In Poland back in 1944, a group of Jews were being led to the death camps by the Nazis when a young Jewish boy was separated from his parents, causing him great anguish, so much so that the terrible emotions brought out a latent power in him that enabled him to bend open the metal gates. Now, he has grown to call himself Magneto (Ian McKellen) and is aware he is what is known as a mutant, that is the apparent next stage in evolution where homo sapiens becomes homo superior, each example with incredible abilities. However, Magneto believes the so-called normal people will never accept those with these powers in their midst, unlike his old friend Professor Charles Xavier (Patrick Stewart), another mutant who wishes to live in harmony...
So who is right? This was the movie that really kicked off the superhero craze of the twenty-first century, there had been other productions based on Marvel properties before, and Blade had proved a substantial hit a couple of years before, not to mention the Batman films from DC which had recently hit a snag when they became unpopular, but it took director Bryan Singer to demonstrate you didn't have to be a comics nut thoroughly versed in the ins and outs of decades of storylines to enjoy a movie with this basis. Interesting to note the presence of director Richard Donner behind the scenes, for his Superman: The Movie had done much the same over twenty years before.
However, that blockbuster did not start a notable trend, and X-Men and its near-contemporary Spider-Man did, downplaying the quips and emphasising the allegories of prejudice to elicit a serious response in the audience. They didn't necessarily pull this off with every viewer, as it was accused in some quarters of bad taste to make connections between fictional characters and the Holocaust's effect on Europe's Jewish population, but as the franchise carried on it became more accepted that the mutants could stand in for any oppressed group in society you wished them to. In this case, Singer seemed unable to make up his mind between them being allied with the Jews or the homosexuals; you imagine creator Stan Lee would have seen the former and Singer the latter.

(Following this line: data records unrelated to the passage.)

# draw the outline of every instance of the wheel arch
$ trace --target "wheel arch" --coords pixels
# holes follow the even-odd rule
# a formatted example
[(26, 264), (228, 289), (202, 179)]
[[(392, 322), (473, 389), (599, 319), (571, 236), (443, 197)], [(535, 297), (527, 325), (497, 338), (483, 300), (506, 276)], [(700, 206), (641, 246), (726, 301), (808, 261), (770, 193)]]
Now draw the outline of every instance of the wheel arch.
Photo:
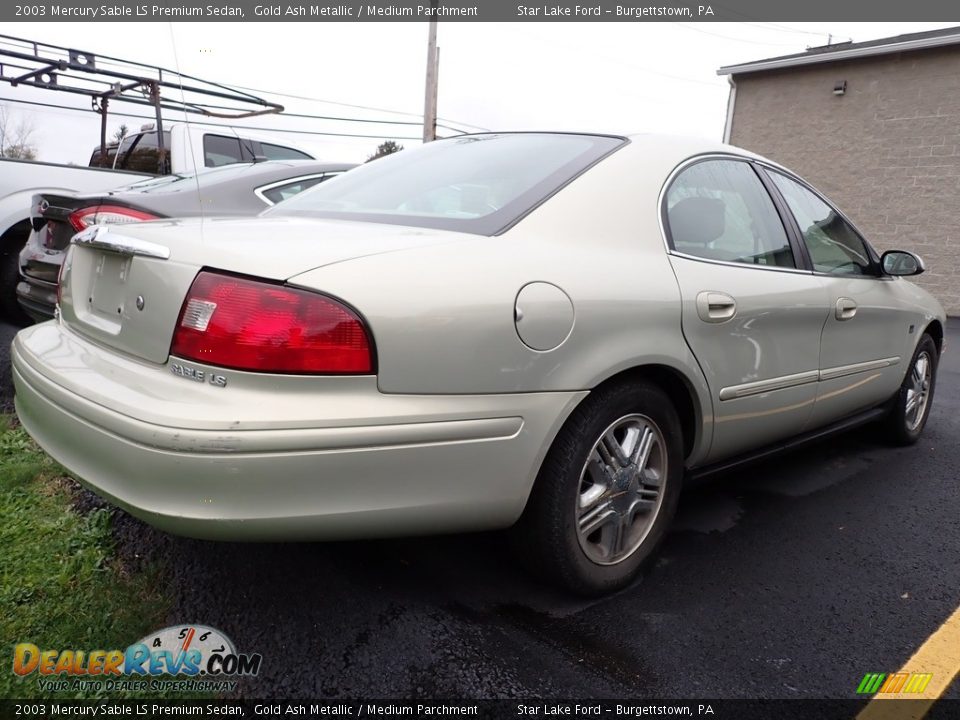
[[(30, 218), (27, 217), (23, 220), (18, 220), (3, 231), (3, 234), (0, 235), (0, 251), (6, 253), (15, 248), (16, 252), (19, 253), (29, 237)], [(19, 246), (17, 246), (18, 241), (20, 243)]]
[[(927, 327), (923, 330), (924, 333), (933, 338), (934, 344), (937, 346), (937, 355), (943, 354), (943, 325), (939, 320), (931, 320)], [(921, 334), (921, 337), (923, 335)]]
[(646, 380), (663, 390), (673, 403), (680, 418), (683, 434), (683, 456), (689, 460), (698, 449), (698, 441), (703, 440), (704, 417), (697, 391), (690, 379), (680, 370), (670, 365), (650, 363), (636, 365), (621, 370), (603, 380), (592, 392), (618, 383)]
[[(683, 453), (687, 466), (696, 465), (697, 461), (706, 455), (711, 440), (709, 432), (712, 424), (710, 423), (711, 416), (709, 413), (711, 412), (712, 406), (710, 405), (709, 396), (705, 394), (705, 382), (701, 379), (704, 390), (699, 391), (696, 379), (691, 378), (686, 372), (677, 367), (657, 361), (633, 364), (628, 367), (613, 370), (594, 382), (589, 391), (583, 394), (581, 399), (568, 409), (565, 417), (561, 422), (557, 423), (540, 451), (536, 470), (531, 477), (530, 492), (533, 491), (536, 485), (536, 479), (540, 476), (540, 470), (550, 453), (550, 449), (556, 442), (563, 427), (570, 421), (577, 409), (600, 389), (620, 383), (641, 380), (654, 383), (667, 394), (673, 403), (673, 407), (680, 419), (680, 429), (683, 435)], [(527, 504), (529, 504), (529, 496), (527, 498)]]

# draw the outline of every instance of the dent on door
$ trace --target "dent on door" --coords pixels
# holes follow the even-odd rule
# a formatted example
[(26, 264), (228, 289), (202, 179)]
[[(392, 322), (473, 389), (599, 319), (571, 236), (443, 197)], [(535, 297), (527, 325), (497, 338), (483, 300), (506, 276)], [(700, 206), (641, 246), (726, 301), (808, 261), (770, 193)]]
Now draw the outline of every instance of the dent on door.
[(819, 377), (828, 314), (823, 285), (806, 273), (670, 261), (683, 297), (684, 337), (713, 401), (708, 460), (802, 431)]

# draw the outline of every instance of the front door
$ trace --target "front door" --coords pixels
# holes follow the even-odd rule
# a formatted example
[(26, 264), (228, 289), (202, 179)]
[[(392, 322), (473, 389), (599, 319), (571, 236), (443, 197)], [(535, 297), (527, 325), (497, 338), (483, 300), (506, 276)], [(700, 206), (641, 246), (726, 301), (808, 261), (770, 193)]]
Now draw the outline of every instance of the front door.
[(881, 275), (874, 253), (836, 208), (796, 179), (767, 172), (796, 219), (830, 303), (813, 428), (893, 396), (918, 338), (911, 327), (916, 318), (894, 296), (897, 281)]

This resulted in imagery evoking the Jewish immigration from Europe to the United States prompted by World War Two among other things, yet also situations where the mutants were compelled to hide their true feelings to try and fit in with the community in a connection to the gay experience prior to coming out. Mind you, the antagonism the mutants suffer from the conventional population both results in Xavier's drive to be accepted as not a threat but a blessing, and Magneto's belief that they will be exterminated if they do not stand up for themselves and land the first punch, and the cynic would be siding with him as the history of the human race and their need to scapegoat and blame would be regarded as proving Magneto correct.
Did X-Men have an uphill battle that could be encapsulated in the wish for Marvel movies to be accepted too? Not quite, as while not everyone wants expressly to be Jewish or gay, you either are or you aren't, being a superhero did have its benefits, and ones which many of those in the potential audience would be keen to entertain as power fantasies. As with many first instalments, there was the curse of the origin tale to this, meaning there were threads set up that would not be resolved until you had to assume a later date, but Singer was able to make enough of a self-contained movie that it didn't become too much of an issue, after all there was no guarantee back in 2000 that this would be a "universe"-spawning success. Unlike the future X-Men entries, the tendency to sprawl was kept in check with well-cast individuals, Hugh Jackman finding his defining role as Wolverine for example, though the actresses were less fortunate in finding identifiable heroines when as often with Marvel it was a boy's club first. Nice to see genuine teamwork for the finale, though. Music by Michael Kamen.